Brent Miller joins to lab as a postdoctoral fellow this month with a background in computer engineering and psychology. He comes from the University of California, Irvine, where he received his PhD in 2014 with Mark Steyvers. Brent is broadly interested in how the mechanisms of information storage, retrieval, and encoding affect judgment and decision making. Previously, he used computational modeling to show how certain decision behavior necessarily arises from probabilistic information representation in the brain. As a postdoctoral fellow at Vanderbilt, he will work on developing and testing computational models of behavior and neurophysiology in our collaboration with Jeff Schall and Gordon Logan.
Jeff Annis will receive his PhD from the University of South Florida this summer, where he has been studying the relationship between memory and perception via sequential dependencies with Ken Malmberg. Jeff is interested in the mechanisms and representations involved in memory and categorization. He will join the lab as postdoctoral fellow this summer to use computational models and empirical investigations to understand the dynamics of perceptual expertise.
Research News@Vanderbilt recently did a story about our PNAS paper, “Response times from ensembles of accumulators”: http://news.vanderbilt.edu/2014/02/number-of-neurons/
Zandbelt, B.B., Purcell, B.A., Palmeri, T.J., Logan, G.D., Schall, J.D. (2014). Response times from ensembles of accumulators. Proceedings of the National Academy of Sciences. [PDF]

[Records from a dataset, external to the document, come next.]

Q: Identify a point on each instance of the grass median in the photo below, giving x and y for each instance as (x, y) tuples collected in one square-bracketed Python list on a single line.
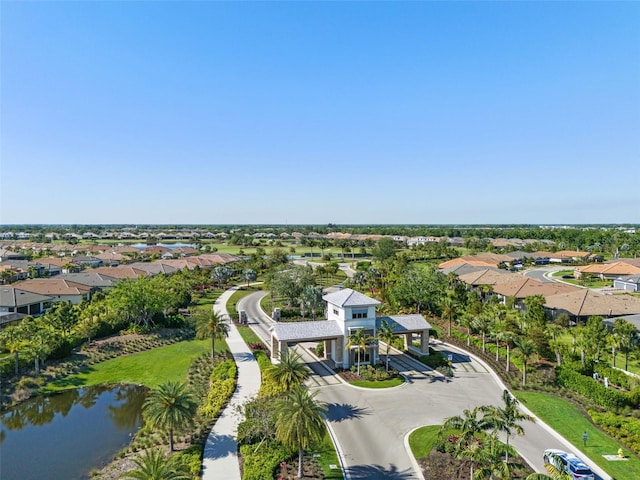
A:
[(150, 368), (570, 422)]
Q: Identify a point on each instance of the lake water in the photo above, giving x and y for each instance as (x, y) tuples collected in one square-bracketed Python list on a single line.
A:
[(64, 436)]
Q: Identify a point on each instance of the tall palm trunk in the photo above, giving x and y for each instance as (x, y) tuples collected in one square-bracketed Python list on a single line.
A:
[(300, 455), (507, 357)]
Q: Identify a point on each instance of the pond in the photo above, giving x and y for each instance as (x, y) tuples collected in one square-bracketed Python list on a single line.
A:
[(66, 435)]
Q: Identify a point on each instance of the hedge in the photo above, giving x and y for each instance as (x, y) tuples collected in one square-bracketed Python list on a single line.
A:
[(261, 462), (625, 429), (223, 383), (594, 390)]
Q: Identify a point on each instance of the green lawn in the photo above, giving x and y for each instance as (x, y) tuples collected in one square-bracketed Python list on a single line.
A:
[(570, 422), (422, 439), (150, 368), (328, 456), (236, 297)]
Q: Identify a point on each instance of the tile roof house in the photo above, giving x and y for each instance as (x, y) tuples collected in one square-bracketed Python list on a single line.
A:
[(584, 303), (121, 272), (629, 283), (16, 300), (608, 270), (60, 290), (348, 311)]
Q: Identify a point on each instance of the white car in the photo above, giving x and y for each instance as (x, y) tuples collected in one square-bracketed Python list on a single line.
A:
[(571, 464)]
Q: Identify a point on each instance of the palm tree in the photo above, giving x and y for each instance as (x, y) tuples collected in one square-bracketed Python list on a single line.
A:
[(468, 425), (359, 341), (169, 407), (299, 421), (385, 333), (153, 465), (507, 418), (210, 324), (449, 312), (627, 334), (290, 372), (13, 340), (526, 348), (492, 465), (482, 325)]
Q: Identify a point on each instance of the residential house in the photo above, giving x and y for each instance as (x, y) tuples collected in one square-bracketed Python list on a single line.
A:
[(17, 300), (584, 302), (58, 289), (607, 270), (347, 312), (94, 280), (629, 283)]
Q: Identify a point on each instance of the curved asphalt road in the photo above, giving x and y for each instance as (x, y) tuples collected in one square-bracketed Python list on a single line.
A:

Decision making is explained by psychologists through stochastic accumulator models and by neurophysiologists through the activity of neurons believed to instantiate these models. This paper investigated an overlooked scaling problem: How does a response time (RT) that can be explained by a single model accumulator arise from numerous, redundant accumulator neurons, each of which individually appears to explain the variability of RT?